While it’s not particularly original in concept – it still manages to elicit some good jumps and nifty suspense in a run-time which is just over seven minutes. And the clearly authentic location (what appears to be a vast working garage/auto parts shop) was an asset. Although – I think the film’s chase could have been extended to take further advantage of this great location.
I do see from the film’s website, that a feature script for Look Twice is already in the works. I get that this short is certainly a proof-of-concept piece – but I wish that the story would have given just a tad more in the character development categories. We get only that this job for Darren is purely transitional – and that’s about it.
Campbell’s performance is fine, but based on the lack of character development which I’ve just outlined – there’s frankly not much for him to do but react.
Then again – in these short films, which I’ve termed “punchline shorts” – it’s all about a quick set-up and some quick scares – sort of a “get in, get out” way of making movies. But even the teensiest bit of character history would have been easy to accomplish and would have helped to flesh things out.
What most sets the film apart is the very eerie performance from actor Troy James as the figure (listed on IMDb as “shadow entity”) which catches Darren’s attention. His work garnered a special award at this year’s FilmQuest for “Outstanding Physical Performance”. And from what I understand, the creature movement is all on James – practically nothing added as far as post-production effects.

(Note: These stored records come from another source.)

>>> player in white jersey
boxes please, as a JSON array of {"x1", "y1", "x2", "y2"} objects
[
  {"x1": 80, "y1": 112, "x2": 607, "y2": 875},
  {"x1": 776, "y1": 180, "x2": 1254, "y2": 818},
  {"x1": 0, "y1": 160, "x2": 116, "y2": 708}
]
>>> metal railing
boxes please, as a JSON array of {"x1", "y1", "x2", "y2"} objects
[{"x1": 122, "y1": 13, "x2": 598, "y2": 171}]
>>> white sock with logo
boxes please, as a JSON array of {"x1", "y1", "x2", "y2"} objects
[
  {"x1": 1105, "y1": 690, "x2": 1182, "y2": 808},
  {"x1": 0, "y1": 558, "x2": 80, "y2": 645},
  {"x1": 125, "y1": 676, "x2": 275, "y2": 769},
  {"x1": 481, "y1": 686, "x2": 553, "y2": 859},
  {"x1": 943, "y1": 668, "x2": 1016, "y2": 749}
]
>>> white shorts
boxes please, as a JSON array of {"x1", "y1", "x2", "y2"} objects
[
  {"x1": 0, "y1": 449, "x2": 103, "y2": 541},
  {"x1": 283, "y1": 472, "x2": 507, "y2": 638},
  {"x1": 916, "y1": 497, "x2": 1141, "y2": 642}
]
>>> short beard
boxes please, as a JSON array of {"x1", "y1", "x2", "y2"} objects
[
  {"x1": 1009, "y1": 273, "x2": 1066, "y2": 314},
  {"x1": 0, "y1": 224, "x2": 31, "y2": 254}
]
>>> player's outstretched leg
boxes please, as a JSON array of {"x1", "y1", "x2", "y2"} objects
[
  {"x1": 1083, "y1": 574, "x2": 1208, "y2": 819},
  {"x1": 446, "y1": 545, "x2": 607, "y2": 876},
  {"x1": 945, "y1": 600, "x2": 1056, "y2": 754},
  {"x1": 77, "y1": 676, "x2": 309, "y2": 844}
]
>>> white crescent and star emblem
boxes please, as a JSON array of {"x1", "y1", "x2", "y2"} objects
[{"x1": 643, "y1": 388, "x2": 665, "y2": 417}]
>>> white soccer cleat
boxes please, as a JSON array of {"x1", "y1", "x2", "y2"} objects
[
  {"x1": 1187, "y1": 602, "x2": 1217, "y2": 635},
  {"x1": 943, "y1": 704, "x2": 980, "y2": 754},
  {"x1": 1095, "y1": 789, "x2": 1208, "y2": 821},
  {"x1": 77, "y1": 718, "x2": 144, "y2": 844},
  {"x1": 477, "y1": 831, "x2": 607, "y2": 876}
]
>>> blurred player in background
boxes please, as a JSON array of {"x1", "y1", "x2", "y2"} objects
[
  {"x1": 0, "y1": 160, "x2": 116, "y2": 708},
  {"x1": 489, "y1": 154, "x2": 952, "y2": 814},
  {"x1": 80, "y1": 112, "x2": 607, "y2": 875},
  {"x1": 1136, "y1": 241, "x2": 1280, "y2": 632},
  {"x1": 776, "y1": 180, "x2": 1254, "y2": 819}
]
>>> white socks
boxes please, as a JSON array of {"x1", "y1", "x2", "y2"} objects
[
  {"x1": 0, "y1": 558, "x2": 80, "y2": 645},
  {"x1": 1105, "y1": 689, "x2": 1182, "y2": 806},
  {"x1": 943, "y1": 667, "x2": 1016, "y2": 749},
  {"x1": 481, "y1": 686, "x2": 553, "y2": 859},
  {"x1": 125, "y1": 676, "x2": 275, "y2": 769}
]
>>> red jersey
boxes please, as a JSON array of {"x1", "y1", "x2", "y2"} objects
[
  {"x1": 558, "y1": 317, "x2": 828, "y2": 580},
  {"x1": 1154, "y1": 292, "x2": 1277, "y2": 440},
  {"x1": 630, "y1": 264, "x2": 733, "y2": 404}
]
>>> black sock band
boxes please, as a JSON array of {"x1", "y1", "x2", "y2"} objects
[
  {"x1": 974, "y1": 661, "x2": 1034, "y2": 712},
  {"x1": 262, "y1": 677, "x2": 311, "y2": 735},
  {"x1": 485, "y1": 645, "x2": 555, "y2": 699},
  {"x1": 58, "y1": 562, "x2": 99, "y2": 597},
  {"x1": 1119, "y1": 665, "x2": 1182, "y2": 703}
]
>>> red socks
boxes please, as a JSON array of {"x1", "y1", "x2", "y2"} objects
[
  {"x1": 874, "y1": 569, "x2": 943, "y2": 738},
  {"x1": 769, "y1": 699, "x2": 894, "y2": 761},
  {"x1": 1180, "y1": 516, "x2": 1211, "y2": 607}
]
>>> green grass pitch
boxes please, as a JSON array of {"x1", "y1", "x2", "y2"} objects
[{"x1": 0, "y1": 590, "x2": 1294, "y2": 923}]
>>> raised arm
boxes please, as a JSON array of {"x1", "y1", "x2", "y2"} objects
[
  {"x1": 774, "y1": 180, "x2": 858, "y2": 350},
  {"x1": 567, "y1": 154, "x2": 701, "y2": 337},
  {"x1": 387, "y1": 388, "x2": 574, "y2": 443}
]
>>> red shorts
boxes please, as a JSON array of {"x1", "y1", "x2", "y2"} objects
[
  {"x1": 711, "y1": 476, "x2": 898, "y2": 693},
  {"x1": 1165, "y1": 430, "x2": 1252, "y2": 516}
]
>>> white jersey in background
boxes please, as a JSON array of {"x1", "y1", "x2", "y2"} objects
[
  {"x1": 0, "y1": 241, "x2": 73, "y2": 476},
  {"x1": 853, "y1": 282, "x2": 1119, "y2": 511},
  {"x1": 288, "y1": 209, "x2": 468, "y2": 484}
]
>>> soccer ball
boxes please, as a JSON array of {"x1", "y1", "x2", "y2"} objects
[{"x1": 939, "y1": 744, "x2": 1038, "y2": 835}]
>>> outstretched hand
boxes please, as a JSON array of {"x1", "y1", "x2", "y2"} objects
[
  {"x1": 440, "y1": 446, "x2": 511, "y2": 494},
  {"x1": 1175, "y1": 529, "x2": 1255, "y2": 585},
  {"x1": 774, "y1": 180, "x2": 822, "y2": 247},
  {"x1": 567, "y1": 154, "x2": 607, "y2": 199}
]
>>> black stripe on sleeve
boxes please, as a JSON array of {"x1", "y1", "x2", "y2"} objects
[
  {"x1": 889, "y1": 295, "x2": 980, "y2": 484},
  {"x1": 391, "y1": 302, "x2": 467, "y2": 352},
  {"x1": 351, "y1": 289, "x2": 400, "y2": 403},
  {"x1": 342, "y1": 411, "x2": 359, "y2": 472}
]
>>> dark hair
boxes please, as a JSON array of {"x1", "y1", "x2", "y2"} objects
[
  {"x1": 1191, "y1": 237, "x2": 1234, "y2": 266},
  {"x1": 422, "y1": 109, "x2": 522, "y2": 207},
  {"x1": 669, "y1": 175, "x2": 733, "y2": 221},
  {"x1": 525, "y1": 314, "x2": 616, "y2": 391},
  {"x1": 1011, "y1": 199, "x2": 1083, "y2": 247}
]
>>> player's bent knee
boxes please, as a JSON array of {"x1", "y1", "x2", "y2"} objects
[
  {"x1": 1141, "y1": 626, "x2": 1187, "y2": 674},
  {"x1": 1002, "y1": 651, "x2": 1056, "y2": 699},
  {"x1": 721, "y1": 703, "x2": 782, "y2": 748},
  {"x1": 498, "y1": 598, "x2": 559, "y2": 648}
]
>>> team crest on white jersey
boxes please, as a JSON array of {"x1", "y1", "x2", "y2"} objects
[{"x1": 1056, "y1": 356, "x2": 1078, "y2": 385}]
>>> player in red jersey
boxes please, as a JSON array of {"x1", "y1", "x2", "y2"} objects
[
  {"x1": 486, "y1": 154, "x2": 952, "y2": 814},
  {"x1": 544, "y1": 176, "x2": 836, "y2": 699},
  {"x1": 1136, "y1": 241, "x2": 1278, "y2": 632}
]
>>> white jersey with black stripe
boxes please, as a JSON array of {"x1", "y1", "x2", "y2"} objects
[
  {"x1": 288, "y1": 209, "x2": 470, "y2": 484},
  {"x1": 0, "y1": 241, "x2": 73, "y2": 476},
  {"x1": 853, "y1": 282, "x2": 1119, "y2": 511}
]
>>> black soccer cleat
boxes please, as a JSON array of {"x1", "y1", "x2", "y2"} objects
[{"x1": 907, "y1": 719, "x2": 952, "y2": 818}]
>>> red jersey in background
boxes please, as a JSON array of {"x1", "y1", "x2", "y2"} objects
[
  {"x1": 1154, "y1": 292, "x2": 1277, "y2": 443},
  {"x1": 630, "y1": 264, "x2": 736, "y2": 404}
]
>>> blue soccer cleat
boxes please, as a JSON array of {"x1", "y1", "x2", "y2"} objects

It’s a nice change from the “black stringy-haired, contortionist girls with the creaky joints” of so many horror films over the past two decades. The entity’s movements are smooth and more ghost-like. I appreciated this unique (and creepy) quality. And every time it appears (whether “live” or via the security cameras) it’ll elicit some legit chills.
The film is still being seen (via security cams?) on the festival circuit, so stay tuned for showings in your area.
Lesson learned here? When working alone, late at night – don’t call attention to yourself, even if your job demands it. Leave well enough alone.